Mercer Wealth, which globally has $160 billion in AUM, plans to boost its AUM in the region to $2-$3bn in the next 2-3 years from the present $1bn, said Yasir AbuShaban, a Dubai-based principal with Mercer Wealth.

Within the next two to three years, we are looking at reaching $2 to $3 billion as a conservative estimate and we do see an opportunity to do so,” said Mr AbuShaban.

Mercer does not directly make investments, but allocates clients’ money they have discretion to, to professional asset managers. They also provide advice to clients.

“We have buying power. We can negotiate on their (client’s) behalf with asset managers to provide them lower fees than they otherwise would have to get on their own,” he added.

Mercer Wealth’s clients include sovereign wealth funds, family offices, and insurance companies among others.

From its office in Dubai, Mercer also looks after Africa, India and Turkey, where they also see opportunity for growth.

Wealth creation in Middle East and Africa (MEA) grew 8.5 per cent to $8.1 trillion last year from $7.5tn in 2015, higher than last year’s global average of 6 per cent and the second-highest growth in a region after Asia-Pacific which grew 9.9 per cent, according to consultancy Boston Consulting Group (BCG). In the region, where wealth grew just 1.9 per cent in 2015 compared with 2014, a pickup in oil prices has helped in wealth generation.

BCG is forecasting MEA wealth will rise to $12tn by 2021, growing at an annual average of 8 per cent.

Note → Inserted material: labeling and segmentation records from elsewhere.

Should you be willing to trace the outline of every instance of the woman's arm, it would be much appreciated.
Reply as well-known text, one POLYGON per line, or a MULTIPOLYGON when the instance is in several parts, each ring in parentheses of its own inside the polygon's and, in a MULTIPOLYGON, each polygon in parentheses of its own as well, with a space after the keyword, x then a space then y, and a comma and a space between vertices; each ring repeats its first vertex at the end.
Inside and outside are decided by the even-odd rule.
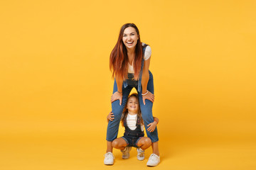
POLYGON ((148 99, 151 102, 154 102, 154 96, 150 91, 147 91, 147 84, 149 79, 149 64, 150 64, 150 58, 144 61, 144 64, 142 69, 142 100, 144 105, 146 104, 145 100, 148 99), (145 95, 144 95, 145 94, 145 95))
POLYGON ((122 84, 124 80, 117 76, 115 77, 115 80, 117 86, 117 91, 114 92, 111 96, 111 103, 113 103, 113 101, 117 100, 119 100, 119 105, 121 106, 122 99, 122 84))

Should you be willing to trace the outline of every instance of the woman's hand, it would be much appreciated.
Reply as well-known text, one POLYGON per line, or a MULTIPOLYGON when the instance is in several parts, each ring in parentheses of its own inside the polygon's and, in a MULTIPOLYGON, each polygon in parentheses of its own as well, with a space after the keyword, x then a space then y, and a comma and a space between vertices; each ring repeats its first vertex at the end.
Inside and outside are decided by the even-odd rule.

Drivers of wealth generation in the region will be split evenly between new wealth creation and growth of performance of existing assets, according to BCG.

Another general trend in the region is clients’ looking for a comprehensive approach to investing, according to Mr AbuShaban.

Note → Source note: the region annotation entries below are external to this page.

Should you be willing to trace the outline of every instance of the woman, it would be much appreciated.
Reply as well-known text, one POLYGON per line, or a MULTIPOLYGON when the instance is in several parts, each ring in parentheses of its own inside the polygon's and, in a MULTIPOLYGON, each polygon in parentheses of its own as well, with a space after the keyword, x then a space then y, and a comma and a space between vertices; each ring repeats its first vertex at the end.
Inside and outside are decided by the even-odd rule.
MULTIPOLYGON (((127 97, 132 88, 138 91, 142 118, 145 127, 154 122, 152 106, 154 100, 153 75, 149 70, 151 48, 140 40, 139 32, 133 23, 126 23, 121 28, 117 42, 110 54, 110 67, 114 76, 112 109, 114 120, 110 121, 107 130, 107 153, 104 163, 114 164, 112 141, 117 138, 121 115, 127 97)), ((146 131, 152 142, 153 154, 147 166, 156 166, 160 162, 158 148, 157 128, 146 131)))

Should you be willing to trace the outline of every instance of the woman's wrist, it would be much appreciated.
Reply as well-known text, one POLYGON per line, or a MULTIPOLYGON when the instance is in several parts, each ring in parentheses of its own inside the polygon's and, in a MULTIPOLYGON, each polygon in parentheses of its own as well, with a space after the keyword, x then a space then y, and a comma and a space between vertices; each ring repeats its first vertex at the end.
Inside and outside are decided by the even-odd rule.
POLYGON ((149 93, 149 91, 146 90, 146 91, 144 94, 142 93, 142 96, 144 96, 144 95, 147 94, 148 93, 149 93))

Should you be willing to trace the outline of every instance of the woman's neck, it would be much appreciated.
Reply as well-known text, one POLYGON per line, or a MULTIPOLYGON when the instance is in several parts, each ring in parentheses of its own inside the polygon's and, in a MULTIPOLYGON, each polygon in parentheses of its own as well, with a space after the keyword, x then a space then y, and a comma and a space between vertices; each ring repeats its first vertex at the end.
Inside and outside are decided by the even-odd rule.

“Institutional investors or some of the families are seeing a slowdown in the available capital they have to invest and in that sense they are looking at optimizing the way they manage their portfolios and making sure they are not investing haphazardly and different parts of their investment are working together,” said Mr AbuShaban.

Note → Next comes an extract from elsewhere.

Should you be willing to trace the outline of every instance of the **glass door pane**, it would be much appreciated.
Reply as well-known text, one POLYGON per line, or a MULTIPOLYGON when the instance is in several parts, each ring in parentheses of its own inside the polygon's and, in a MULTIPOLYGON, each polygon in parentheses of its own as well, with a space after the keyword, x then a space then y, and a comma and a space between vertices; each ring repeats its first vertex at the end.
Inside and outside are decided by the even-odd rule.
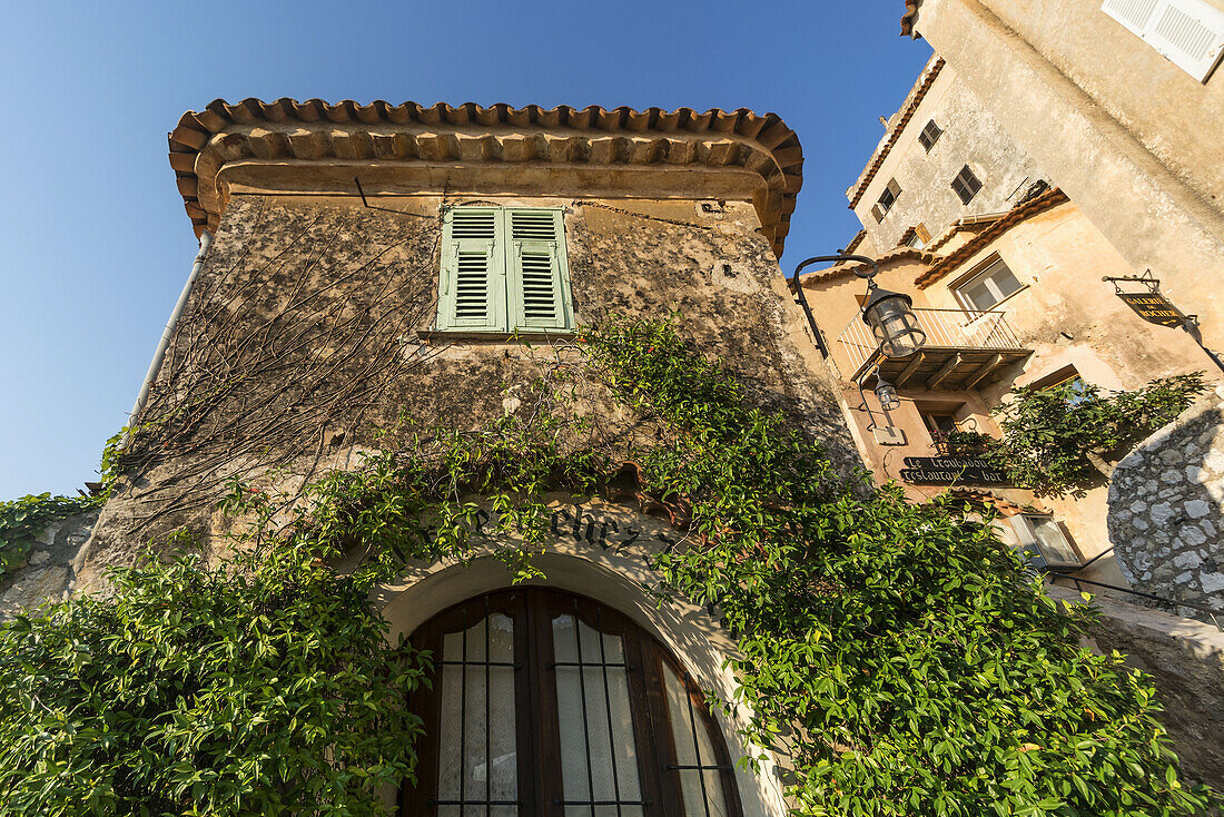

Some clients also have a higher appetite for risk, given the low interest-rate environment that does not provide enough yield for some institutional investors. These clients are keen to invest in illiquid assets, such as private equity and infrastructure.

“What we have seen is a desire for higher returns in what has been a low-return environment specifically in various fixed income or bonds,” he said.

“In this environment, we have seen a de facto increase in the risk that clients are taking in things like illiquid investments, private equity investments, infrastructure and private debt, those kind of investments were higher illiquidity results in incrementally higher returns.”

The Abu Dhabi Investment Authority, one of the largest sovereign wealth funds, said in its 2016 report that has gradually increased its exposure in direct private equity and private credit transactions, mainly in Asian markets and especially in China and India. The authority’s private equity department focused on structured equities owing to “their defensive characteristics.”